United Nations Special Adviser on the Prevention of Genocide Adama Dieng and UN Special Adviser on the Responsibility to Protect Karen Smith, in a joint statement on attacks against religious minorities in Sri Lanka, said they are alarmed about the growing acts of violence on the basis of religion, including attacks against homes, places of worship and businesses in the North Western Province of Sri Lanka.
The Special Advisers noted the recent spate of attacks against Muslim and Christian communities in Sri Lanka following the deadly terror attacks carried out on Easter Sunday against churches and hotels in various parts of the country in which nearly 260 people were killed and hundreds injured.
The recent violence in Sri Lanka has highlighted a growing influence of nationalist and extremist views of identity in the Asia region, putting religious minorities at risk, they said.
"Sri Lanka has a pluralistic society.

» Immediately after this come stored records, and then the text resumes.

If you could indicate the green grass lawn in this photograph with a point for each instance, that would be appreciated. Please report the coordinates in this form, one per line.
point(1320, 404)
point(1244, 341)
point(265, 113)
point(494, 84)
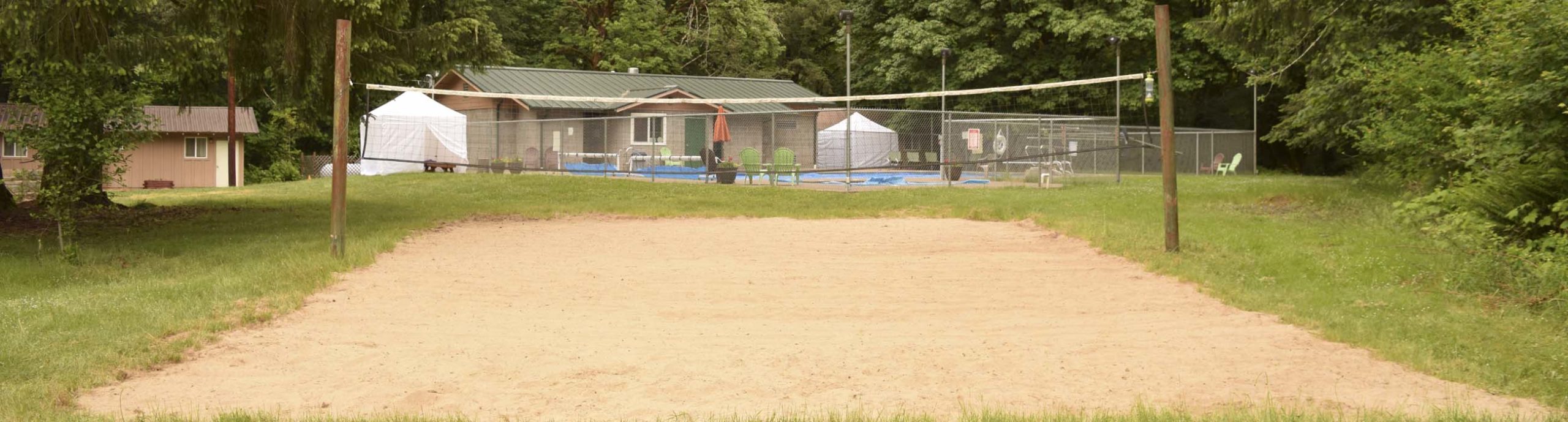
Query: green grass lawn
point(1321, 253)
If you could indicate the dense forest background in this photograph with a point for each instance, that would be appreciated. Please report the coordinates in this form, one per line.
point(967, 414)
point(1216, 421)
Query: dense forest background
point(1460, 101)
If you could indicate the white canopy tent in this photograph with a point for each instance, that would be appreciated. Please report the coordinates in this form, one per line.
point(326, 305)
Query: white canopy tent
point(872, 143)
point(413, 127)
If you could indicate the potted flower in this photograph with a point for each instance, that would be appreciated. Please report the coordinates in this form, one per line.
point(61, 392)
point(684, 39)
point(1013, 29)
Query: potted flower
point(726, 171)
point(952, 171)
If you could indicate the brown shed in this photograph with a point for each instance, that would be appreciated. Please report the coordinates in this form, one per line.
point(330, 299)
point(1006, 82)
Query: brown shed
point(190, 148)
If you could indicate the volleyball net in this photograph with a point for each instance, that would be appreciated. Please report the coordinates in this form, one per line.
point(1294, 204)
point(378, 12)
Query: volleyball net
point(996, 134)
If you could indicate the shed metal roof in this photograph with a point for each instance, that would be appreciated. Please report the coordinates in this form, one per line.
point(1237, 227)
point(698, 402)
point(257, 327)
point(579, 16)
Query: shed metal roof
point(557, 82)
point(212, 119)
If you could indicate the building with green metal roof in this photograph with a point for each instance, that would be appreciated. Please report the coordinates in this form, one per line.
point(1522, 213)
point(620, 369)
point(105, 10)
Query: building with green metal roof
point(532, 130)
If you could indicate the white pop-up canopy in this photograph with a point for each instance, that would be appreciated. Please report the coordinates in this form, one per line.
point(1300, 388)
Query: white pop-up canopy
point(413, 127)
point(872, 143)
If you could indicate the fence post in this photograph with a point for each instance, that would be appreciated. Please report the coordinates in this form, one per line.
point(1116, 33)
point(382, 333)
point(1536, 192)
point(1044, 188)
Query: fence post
point(339, 138)
point(1163, 48)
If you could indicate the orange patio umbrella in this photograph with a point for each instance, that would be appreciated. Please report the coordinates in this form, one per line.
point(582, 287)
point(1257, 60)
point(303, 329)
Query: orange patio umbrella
point(720, 134)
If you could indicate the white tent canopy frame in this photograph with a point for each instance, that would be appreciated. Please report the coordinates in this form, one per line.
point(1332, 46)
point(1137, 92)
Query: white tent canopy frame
point(413, 127)
point(874, 143)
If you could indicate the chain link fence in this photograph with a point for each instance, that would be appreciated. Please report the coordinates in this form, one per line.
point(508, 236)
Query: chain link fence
point(312, 167)
point(824, 141)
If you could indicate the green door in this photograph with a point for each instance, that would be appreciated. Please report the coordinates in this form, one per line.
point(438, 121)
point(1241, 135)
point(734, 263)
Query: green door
point(696, 138)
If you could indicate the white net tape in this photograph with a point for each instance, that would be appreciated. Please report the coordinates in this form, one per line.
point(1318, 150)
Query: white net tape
point(761, 101)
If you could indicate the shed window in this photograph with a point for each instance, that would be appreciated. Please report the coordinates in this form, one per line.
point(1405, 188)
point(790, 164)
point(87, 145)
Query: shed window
point(13, 149)
point(195, 148)
point(648, 129)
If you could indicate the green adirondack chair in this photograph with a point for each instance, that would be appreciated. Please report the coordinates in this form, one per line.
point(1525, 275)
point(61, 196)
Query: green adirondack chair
point(1230, 167)
point(785, 164)
point(752, 162)
point(664, 151)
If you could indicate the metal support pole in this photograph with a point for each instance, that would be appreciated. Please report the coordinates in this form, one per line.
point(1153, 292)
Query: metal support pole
point(1255, 129)
point(339, 138)
point(849, 107)
point(941, 140)
point(1163, 48)
point(1115, 132)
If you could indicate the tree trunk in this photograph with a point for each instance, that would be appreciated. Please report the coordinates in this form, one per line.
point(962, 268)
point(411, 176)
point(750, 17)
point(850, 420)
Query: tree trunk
point(7, 200)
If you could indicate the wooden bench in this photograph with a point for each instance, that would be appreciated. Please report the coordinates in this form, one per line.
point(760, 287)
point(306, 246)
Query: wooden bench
point(432, 167)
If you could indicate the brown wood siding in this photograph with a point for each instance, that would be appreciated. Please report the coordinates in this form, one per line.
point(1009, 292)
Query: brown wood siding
point(164, 159)
point(13, 164)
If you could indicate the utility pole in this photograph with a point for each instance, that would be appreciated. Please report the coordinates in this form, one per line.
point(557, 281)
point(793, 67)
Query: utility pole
point(1163, 51)
point(233, 135)
point(339, 137)
point(849, 107)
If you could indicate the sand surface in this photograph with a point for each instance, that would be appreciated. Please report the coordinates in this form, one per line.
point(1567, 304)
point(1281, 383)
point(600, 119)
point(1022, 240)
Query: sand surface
point(636, 319)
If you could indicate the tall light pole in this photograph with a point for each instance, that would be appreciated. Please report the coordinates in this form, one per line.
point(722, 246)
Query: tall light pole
point(941, 141)
point(1115, 43)
point(849, 107)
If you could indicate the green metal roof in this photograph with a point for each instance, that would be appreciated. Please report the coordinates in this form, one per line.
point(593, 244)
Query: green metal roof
point(587, 84)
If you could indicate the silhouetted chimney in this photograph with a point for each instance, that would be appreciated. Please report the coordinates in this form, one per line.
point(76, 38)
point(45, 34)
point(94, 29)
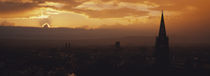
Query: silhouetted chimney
point(162, 46)
point(117, 44)
point(68, 44)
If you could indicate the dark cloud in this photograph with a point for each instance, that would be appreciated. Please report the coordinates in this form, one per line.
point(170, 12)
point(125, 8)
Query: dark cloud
point(112, 13)
point(14, 7)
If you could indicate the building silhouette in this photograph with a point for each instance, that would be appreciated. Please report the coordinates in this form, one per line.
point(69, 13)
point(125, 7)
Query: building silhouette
point(161, 53)
point(68, 44)
point(117, 44)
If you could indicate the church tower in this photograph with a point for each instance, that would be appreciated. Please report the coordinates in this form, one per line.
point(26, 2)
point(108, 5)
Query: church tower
point(162, 45)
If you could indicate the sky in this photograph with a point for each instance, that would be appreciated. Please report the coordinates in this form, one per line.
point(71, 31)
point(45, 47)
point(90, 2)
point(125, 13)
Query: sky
point(183, 17)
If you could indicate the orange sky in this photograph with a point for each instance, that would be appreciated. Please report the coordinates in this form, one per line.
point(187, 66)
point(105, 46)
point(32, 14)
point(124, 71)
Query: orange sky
point(180, 15)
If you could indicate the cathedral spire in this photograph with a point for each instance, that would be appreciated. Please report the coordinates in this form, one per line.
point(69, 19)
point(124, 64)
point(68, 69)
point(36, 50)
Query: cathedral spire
point(162, 31)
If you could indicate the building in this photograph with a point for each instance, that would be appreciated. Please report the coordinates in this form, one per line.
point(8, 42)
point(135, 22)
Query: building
point(162, 54)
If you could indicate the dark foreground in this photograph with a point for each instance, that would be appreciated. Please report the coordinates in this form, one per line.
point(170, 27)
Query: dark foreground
point(131, 61)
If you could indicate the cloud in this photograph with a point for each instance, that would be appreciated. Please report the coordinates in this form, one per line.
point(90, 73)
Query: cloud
point(6, 23)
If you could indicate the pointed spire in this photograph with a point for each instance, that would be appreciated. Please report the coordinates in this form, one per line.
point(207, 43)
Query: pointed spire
point(162, 31)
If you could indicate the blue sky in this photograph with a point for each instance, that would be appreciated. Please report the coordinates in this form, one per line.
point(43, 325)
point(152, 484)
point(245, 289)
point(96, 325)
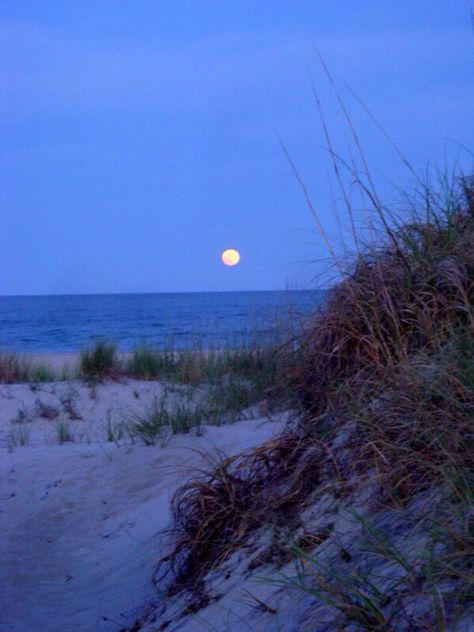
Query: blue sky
point(139, 139)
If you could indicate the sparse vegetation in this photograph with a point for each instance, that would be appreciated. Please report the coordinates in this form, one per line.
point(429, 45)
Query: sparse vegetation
point(99, 361)
point(16, 368)
point(392, 354)
point(63, 432)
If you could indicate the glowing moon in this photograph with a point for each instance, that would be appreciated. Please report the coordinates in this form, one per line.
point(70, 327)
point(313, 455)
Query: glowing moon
point(230, 257)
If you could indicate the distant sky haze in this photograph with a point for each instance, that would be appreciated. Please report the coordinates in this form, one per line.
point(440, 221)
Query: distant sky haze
point(138, 140)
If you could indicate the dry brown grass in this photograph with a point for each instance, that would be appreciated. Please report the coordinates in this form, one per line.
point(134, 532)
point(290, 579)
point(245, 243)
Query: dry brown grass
point(392, 350)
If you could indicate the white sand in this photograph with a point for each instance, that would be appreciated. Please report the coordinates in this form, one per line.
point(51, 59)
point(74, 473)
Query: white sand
point(81, 522)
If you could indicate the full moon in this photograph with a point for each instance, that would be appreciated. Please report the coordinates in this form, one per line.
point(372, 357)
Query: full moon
point(230, 257)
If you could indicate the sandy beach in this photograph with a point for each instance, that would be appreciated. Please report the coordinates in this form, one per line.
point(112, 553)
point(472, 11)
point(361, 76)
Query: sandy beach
point(83, 519)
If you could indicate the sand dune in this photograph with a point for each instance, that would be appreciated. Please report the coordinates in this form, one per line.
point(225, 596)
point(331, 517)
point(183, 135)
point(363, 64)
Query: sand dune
point(82, 523)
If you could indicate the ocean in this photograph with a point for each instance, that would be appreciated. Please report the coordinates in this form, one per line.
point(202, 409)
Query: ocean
point(44, 324)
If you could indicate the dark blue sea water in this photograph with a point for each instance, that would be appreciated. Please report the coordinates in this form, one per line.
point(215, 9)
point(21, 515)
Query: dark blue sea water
point(37, 324)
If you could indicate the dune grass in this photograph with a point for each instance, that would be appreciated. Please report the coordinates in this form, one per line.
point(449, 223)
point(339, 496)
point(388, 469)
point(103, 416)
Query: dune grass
point(16, 368)
point(99, 361)
point(392, 351)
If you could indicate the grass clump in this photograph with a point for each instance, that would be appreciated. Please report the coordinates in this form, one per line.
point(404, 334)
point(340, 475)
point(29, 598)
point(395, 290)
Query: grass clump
point(392, 352)
point(15, 368)
point(99, 361)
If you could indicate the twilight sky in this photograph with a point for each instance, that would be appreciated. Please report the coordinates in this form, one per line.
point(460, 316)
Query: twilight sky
point(138, 139)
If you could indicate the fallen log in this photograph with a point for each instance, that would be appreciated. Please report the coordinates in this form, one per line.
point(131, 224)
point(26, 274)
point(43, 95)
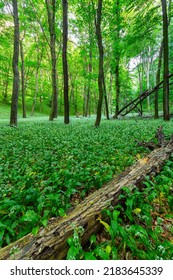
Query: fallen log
point(50, 243)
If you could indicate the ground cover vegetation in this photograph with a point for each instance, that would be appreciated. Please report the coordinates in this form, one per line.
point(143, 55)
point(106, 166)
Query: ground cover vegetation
point(46, 168)
point(140, 226)
point(117, 57)
point(76, 62)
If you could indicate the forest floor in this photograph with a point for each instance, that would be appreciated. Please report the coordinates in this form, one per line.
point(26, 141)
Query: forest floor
point(48, 167)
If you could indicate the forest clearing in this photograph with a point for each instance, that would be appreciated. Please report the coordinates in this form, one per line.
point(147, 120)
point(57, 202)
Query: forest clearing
point(86, 130)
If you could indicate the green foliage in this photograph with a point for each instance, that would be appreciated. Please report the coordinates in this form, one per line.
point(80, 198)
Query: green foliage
point(48, 167)
point(140, 226)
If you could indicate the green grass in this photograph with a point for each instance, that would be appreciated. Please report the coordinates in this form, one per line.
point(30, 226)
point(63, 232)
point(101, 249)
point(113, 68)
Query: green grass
point(44, 165)
point(140, 227)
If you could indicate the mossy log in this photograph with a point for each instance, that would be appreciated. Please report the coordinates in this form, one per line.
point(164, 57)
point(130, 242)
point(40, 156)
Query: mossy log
point(50, 243)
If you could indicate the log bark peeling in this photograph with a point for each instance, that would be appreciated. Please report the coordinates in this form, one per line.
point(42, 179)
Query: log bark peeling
point(50, 243)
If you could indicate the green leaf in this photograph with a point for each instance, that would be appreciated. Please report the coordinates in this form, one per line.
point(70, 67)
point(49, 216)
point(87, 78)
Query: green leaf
point(35, 230)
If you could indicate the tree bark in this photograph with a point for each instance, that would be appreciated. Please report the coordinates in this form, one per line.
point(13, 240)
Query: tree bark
point(65, 63)
point(15, 92)
point(156, 98)
point(101, 53)
point(50, 6)
point(22, 78)
point(50, 243)
point(166, 115)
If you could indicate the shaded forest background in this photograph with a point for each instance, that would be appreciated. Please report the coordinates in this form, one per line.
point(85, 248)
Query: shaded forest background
point(59, 55)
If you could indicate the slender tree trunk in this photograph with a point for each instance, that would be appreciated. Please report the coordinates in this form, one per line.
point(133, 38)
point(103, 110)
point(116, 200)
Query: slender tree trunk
point(15, 92)
point(105, 97)
point(117, 86)
point(65, 63)
point(166, 115)
point(50, 5)
point(23, 79)
point(89, 82)
point(156, 99)
point(101, 53)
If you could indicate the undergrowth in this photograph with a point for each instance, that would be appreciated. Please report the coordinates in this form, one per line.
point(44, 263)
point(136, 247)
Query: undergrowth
point(45, 168)
point(140, 227)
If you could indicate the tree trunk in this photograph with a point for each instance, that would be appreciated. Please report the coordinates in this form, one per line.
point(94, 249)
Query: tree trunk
point(65, 64)
point(50, 243)
point(166, 115)
point(15, 92)
point(117, 86)
point(23, 78)
point(100, 74)
point(156, 99)
point(50, 6)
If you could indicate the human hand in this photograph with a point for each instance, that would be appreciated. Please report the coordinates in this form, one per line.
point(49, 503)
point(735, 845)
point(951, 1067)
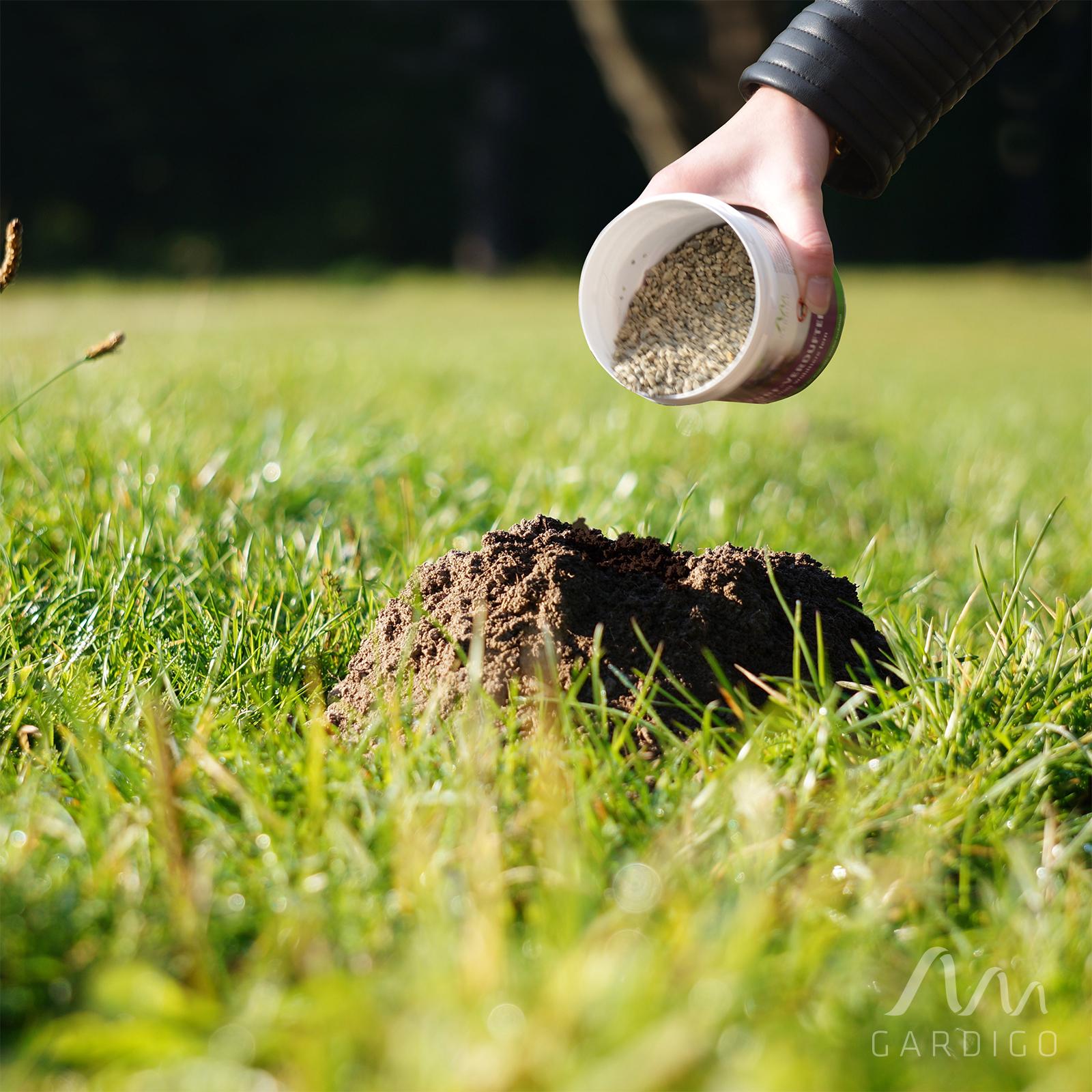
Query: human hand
point(773, 156)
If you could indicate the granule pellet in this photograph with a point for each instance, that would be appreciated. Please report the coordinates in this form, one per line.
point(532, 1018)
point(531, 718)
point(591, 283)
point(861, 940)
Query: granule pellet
point(689, 318)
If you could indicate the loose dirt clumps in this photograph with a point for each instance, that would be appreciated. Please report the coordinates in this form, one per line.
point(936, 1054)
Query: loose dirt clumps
point(689, 318)
point(543, 580)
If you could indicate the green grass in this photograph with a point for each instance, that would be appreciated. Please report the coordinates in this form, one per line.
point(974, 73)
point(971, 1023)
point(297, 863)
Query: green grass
point(202, 890)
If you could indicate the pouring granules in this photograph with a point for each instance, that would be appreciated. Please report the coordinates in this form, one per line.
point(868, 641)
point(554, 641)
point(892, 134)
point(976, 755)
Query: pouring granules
point(689, 318)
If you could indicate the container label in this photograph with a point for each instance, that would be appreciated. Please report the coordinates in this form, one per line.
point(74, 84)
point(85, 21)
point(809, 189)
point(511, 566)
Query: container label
point(793, 375)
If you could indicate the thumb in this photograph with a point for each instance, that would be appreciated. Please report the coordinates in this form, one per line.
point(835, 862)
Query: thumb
point(800, 220)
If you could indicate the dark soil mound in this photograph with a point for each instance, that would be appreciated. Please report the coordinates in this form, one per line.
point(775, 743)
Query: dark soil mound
point(567, 579)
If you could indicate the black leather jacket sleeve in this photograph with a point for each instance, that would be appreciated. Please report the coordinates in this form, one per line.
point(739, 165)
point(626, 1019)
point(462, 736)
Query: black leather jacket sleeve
point(882, 72)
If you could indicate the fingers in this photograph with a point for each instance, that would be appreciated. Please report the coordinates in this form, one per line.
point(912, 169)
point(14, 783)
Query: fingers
point(801, 221)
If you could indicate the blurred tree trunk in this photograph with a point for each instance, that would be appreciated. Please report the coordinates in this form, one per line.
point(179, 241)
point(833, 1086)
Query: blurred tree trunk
point(672, 103)
point(631, 85)
point(736, 40)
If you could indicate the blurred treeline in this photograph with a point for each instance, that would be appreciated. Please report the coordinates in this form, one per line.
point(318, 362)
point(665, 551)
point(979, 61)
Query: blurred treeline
point(192, 138)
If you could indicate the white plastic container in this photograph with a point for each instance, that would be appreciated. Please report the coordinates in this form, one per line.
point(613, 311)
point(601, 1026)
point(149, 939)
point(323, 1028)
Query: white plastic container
point(786, 347)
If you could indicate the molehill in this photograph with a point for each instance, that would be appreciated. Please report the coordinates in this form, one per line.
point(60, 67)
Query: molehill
point(546, 577)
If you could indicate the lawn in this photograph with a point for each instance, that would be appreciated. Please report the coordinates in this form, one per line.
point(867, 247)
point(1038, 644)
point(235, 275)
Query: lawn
point(202, 889)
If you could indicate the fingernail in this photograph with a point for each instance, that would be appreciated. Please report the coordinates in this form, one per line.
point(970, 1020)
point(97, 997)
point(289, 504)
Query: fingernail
point(818, 294)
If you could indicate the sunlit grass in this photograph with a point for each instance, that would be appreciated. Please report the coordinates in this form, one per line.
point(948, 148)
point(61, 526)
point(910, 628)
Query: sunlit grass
point(202, 889)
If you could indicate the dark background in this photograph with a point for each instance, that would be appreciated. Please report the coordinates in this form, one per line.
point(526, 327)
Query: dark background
point(194, 138)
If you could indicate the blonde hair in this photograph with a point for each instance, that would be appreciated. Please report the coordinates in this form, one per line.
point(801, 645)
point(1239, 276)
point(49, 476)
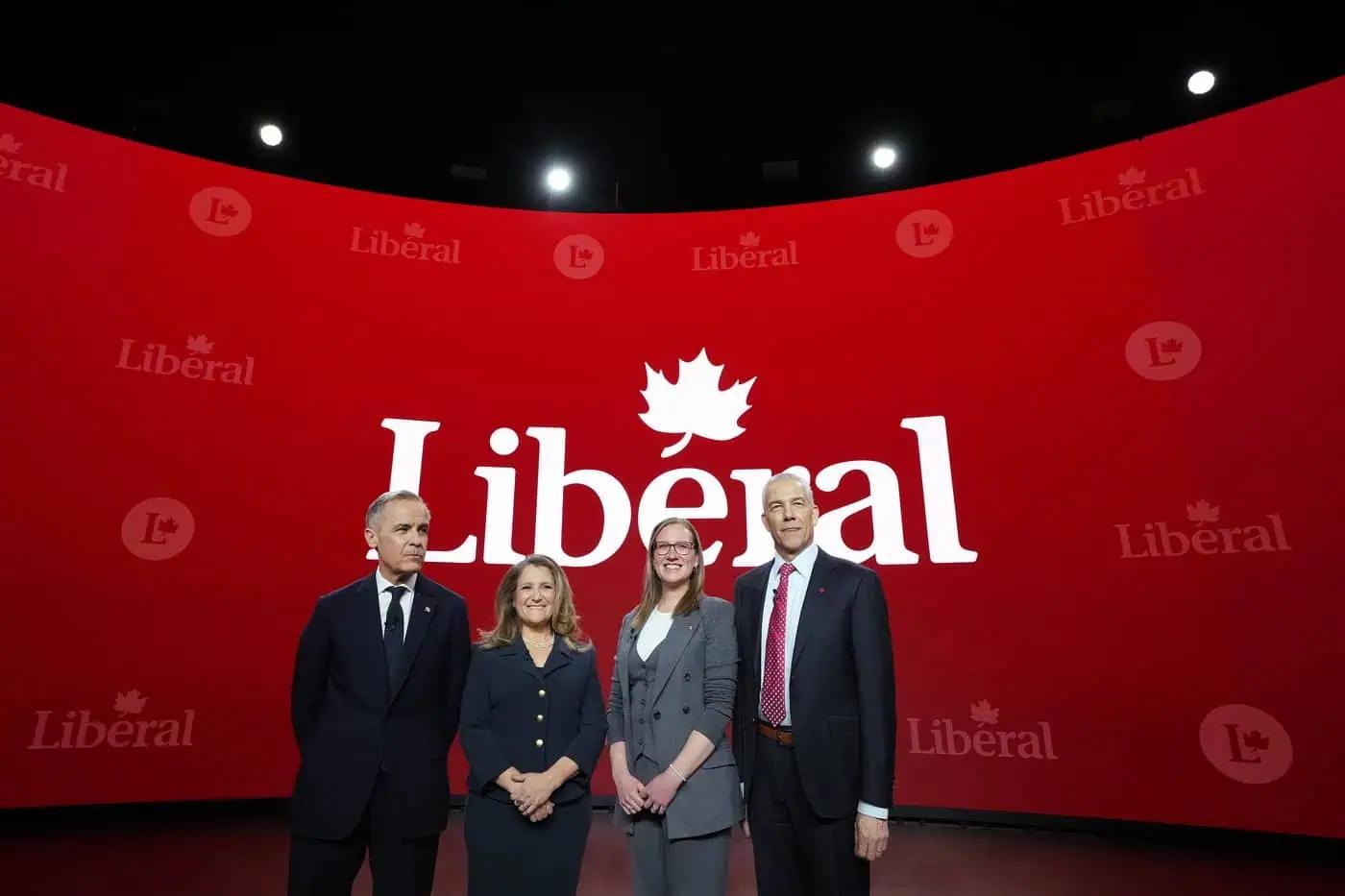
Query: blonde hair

To be a Sri Lankan is to be a Buddhist, to be Hindu, to be a Muslim, to be a Christian. All these communities are entitled to their identity, to freely exercise their religion and to live in peace and security as recognised by the country's Constitution, the Special Advisers said, calling on all Sri Lankans to respect one another.
The Sri Lankan government on Monday enforced a countrywide curfew and blocked social media platforms to stop people inciting violence as communal violence spread in the island nation in the worst unrest since Easter Sunday bombings. A Muslim man was slashed to death on Monday during the rioting between minority Muslim and majority Sinhalese communities in the country.
Prime Minister Ranil Wickremesinghe also appealed for calm after the unrest broke out, especially in Kurunegala district targeting Muslims, and asked the public not to be swayed by false information.
Dieng and Smith added that it is in the interest of all ethnic and religious groups in Sri Lanka, as well as the government, the opposition, civil society and the security sector, to work collaboratively in taking appropriate action and immediately stop these hateful attacks.
The country is trying to move forward from a traumatic period of inter-ethnic armed conflict, but these attacks are pushing Sri Lanka backwards. If not adequately dealt with, the recent violence has the potential to escalate even further, they warned.
Acknowledging the swift response of the Sri Lankan government, including by deploying the security forces to protect affected communities and addressing the spread of false information and incitement to violence, they encouraged the Government to make sure that these and other past similar attacks are fully investigated and those responsible for instigating or committing these violent acts are brought to justice and made accountable.
They added that the Government needs to give the example that it will not tolerate the spread of prejudice and hate among groups within its population. This needs to be done at national and local level, by putting an end to local discriminatory practices that perpetuate religious intolerance and violence.